Giselle Kennedy Lord, director of communications at Slow Food USA, says the idea is a bit of a twofer: The sessions give chefs, farmers, and other food system advocates a platform to teach a skill, while everyone with a digital device can tune in to learn. “It’s really heartening the way people have jumped on the opportunity to engage with our community and offer their wisdom, knowledge, and skills to people for free,” Lord says. 

Lord says the idea stemmed from what felt like an urgent need to connect with the Slow Food community during a time that’s, well, really challenging for a lot of people. “We recognize there are a lot of people who are at home alone, very much on their own. We wanted those people to have something to engage with and get excited about,” Lord says. 

Sessions span a variety of topics, from how to make dumplings from scratch to maintaining a sourdough starter or growing your own microgreens. Participants can tune in live at 12 p.m.
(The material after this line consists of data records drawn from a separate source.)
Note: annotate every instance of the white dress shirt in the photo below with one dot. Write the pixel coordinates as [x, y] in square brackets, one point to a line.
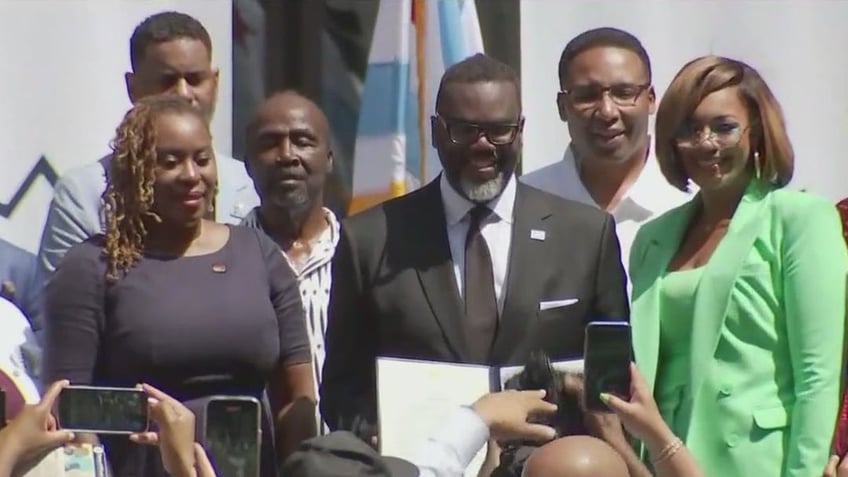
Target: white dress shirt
[17, 335]
[650, 196]
[496, 230]
[450, 450]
MT throughout the week or access sessions, which are recorded and posted on the site, at their leisure. If you have the time, though, Lord recommends tuning in live. “The ability to ask questions allows participants to really engage [with the skill that’s being taught]. It makes it more of a conversation rather than a lecture.” 

The sessions will continue through May, at least. “The idea is to keep going for as long as people are stuck at home,” says Lord. A number of lessons star Coloradans, who, Lord says, were eager to participate. So far, the roster of Centennial State teachers has included chef Eric Lee of Acreage, who led a zero-waste minestrone-making demonstration; Lilly Steirer of Slow Food Denver’s Cooking From the Garden program, who gave cool-weather vegetable-growing gardening tips; and Adam Brock of Regenerate Change, who led a discussion on social permaculture. (These sessions have already aired, but are available to watch here.) 

Below are more details on a couple of Slow Food Live’s upcoming sessions; the full roster is available here.

The Magic of Microgreens With Roberto Meza of Emerald Gardens | April 28 
Start your own microgreens with Bennett, Colorado’s very own Roberto Meza, a Denver Sustainable Food Policy Council and High Plains Food Co-Op member, and Mile High Farmers chair of membership. Meza will explain what microgreens are, why they’re important, and how you can grow them at home. Materials needed: soil or jute mats, nursery trays or other shallow container, seeds, and a water bottle or hose

Dumplings With Mei Li | April 29 
North Carolina-based cookbook author and former restaurant owner Mei Li will walk you through how to make dumplings from scratch using ingredients found in your pantry. Materials needed: check out the list here.